What is continuous discovery / product discovery?
Like most startups, most products and features are bound to fail. This usually happens when customers fail to put the customer first.
Today’s product teams are weighed down by addressing small issues, fixing errors, and dealing with a backlog in Jira or Asana. Simply put, most product teams spend too much time, energy, and resources on product delivery.
Product discovery is the process that teams use to evolve their ideas. It allows them to answer important questions, such as “What exactly should we be building?”
Continuous discovery, a term that was coined in 2012, means that your team is performing product discovery as often as possible. This stage is focused on experimentation, ongoing conversations with customers, and other research methods.
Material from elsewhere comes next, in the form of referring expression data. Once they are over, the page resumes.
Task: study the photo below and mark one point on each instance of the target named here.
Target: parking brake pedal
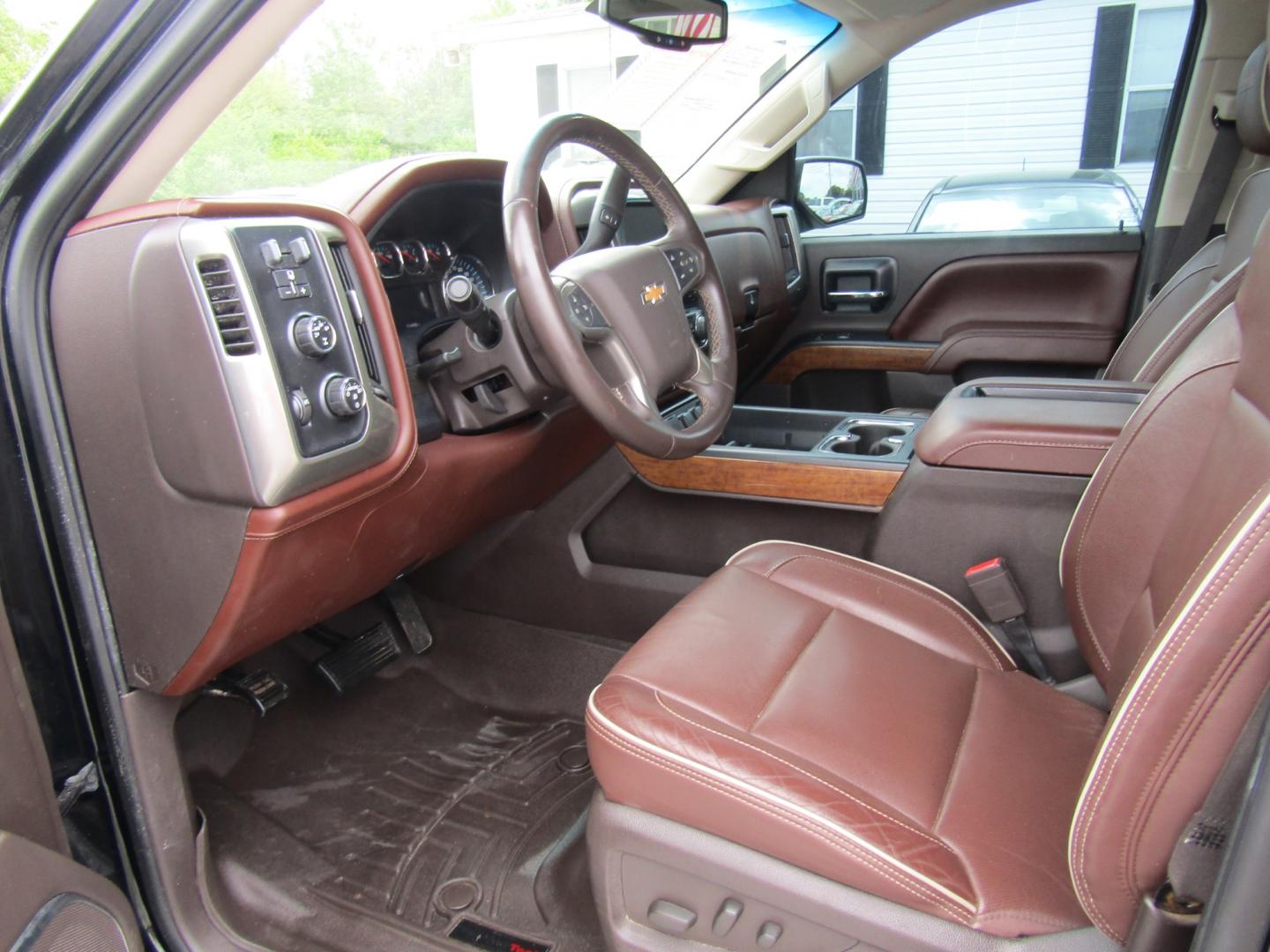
(262, 689)
(407, 612)
(354, 661)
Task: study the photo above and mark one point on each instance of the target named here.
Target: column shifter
(467, 301)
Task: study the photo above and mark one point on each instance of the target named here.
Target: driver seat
(856, 724)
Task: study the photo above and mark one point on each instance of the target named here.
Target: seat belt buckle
(996, 591)
(1001, 600)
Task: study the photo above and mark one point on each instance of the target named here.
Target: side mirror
(832, 190)
(671, 25)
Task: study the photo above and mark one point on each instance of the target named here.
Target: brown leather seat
(1206, 282)
(857, 724)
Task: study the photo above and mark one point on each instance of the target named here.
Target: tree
(20, 48)
(344, 103)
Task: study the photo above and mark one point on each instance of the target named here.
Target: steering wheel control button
(344, 397)
(314, 335)
(300, 250)
(671, 917)
(768, 934)
(302, 406)
(684, 265)
(291, 283)
(727, 917)
(582, 309)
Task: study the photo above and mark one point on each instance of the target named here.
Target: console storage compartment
(1027, 426)
(828, 437)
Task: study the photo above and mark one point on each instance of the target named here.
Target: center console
(803, 456)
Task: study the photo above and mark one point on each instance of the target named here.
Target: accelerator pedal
(407, 616)
(354, 661)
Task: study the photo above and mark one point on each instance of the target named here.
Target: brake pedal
(354, 661)
(263, 689)
(407, 616)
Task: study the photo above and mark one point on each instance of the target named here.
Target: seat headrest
(1251, 117)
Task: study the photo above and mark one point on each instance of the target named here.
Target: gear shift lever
(465, 301)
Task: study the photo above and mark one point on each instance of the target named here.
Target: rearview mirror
(671, 25)
(832, 190)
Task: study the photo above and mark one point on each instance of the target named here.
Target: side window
(1045, 115)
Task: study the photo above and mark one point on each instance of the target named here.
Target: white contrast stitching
(796, 767)
(914, 886)
(888, 577)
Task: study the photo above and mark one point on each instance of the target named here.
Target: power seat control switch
(344, 397)
(302, 406)
(314, 335)
(671, 917)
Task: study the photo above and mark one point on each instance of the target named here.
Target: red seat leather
(855, 723)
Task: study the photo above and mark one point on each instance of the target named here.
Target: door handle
(857, 287)
(860, 296)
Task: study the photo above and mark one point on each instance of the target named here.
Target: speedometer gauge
(475, 271)
(387, 259)
(413, 257)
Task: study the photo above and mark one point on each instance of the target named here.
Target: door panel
(1033, 302)
(51, 902)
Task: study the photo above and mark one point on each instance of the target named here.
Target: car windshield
(1058, 206)
(367, 80)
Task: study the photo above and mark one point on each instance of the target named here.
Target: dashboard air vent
(227, 301)
(363, 335)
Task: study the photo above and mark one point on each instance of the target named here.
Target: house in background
(525, 68)
(1050, 86)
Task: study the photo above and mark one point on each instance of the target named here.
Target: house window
(587, 88)
(1159, 37)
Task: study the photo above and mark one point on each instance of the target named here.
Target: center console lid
(1027, 424)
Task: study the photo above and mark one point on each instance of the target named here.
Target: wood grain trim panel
(848, 357)
(802, 482)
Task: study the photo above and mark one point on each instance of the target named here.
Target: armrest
(1027, 426)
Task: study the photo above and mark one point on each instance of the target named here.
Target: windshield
(1027, 207)
(367, 80)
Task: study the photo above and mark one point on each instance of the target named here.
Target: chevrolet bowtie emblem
(653, 294)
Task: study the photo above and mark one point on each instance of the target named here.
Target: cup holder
(868, 439)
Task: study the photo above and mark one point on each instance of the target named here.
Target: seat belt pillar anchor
(1000, 598)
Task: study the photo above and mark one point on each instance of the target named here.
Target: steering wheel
(611, 320)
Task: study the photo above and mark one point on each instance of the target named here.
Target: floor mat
(381, 819)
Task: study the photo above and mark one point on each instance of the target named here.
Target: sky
(56, 16)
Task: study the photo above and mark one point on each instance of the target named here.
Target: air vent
(363, 335)
(227, 301)
(788, 249)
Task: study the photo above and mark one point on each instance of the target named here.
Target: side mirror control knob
(344, 397)
(314, 335)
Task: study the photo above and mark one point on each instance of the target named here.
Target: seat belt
(1000, 598)
(1213, 183)
(1168, 919)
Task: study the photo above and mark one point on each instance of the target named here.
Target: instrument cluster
(412, 260)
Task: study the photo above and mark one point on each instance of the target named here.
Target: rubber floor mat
(406, 807)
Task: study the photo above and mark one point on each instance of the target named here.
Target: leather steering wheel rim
(625, 339)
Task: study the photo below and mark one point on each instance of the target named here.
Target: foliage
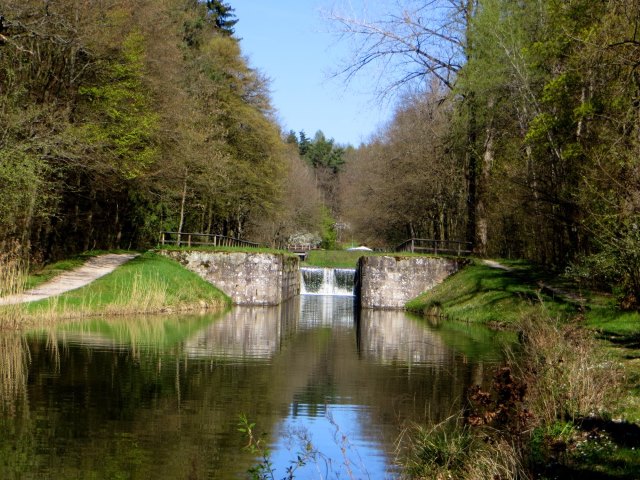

Discovery-driven roadmaps lead to a backlog of items that are each tied to business goals, not just engineering ones.
Taken together, product discovery and continuous discovery have become the gold standard go-to-market strategies for many tech companies, especially for cash-strapped startups looking to deliver immediate value.
By engaging in product discovery and continuous discovery, teams focus on not simply shipping new features, but ensuring that those new features actually create value for both the business and their customers.
Product delivery, on the other hand, answers the age-old question, “How should we build it?” At this point you might know what you need the product to do, but you’re not quite sure how to accomplish that goal.
If product discovery is about continuously developing a backlog, then continuous delivery is focused on constantly building, testing, and deploying new products and features.
How do you practice continuous discovery and product discovery?
Product discovery coach Theresa Torres says teams need to adapt 3 important mindsets to practice continuous discovery for product teams.
While product managers make decisions for the business, designers focus on the customer experience and engineers on what is possible given the organization’s current tech stack.
But other stakeholders–including quality assurance engineers, UX researchers, CX, data scientists, development, IT/OPs, and marketers–are also involved in various stages of the process.
Some methods that help teams overcome silos and align include:
- Experience mapping, which focuses on the customers’ needs
- Opportunity solution trees, which help keep teams aligned on product’s roadmap
- User story mapping, which keeps teams informed about proposed solutions
All stakeholders can work together, however, to uncover customer needs, wants, pain points, and desires.
The bottom line? It’s all about breaking down silos and avoiding hand offs.
Successful companies like Amazon and Netflix obsess around their customer, making constant changes that continue to enhance the customer experience.
Discovery is never done, which is why it’s important that product teams touch base with customers as often as possible. User interviews and A/B tests help ensure that your features will have a positive business impact.
Similarly, it’s crucial that teams carve out time to meet about customer data. More teams are investing in platforms that come with real-time insights that provide information about conversion rates, business opportunities, KPIs, and more.
Finally, it’s important to remember that most features and ideas will fail, or won’t exactly live up to expectations on the first try.
Successful teams prepare for the worst case scenarios, which means they are continuously seeking out new solutions and business opportunities.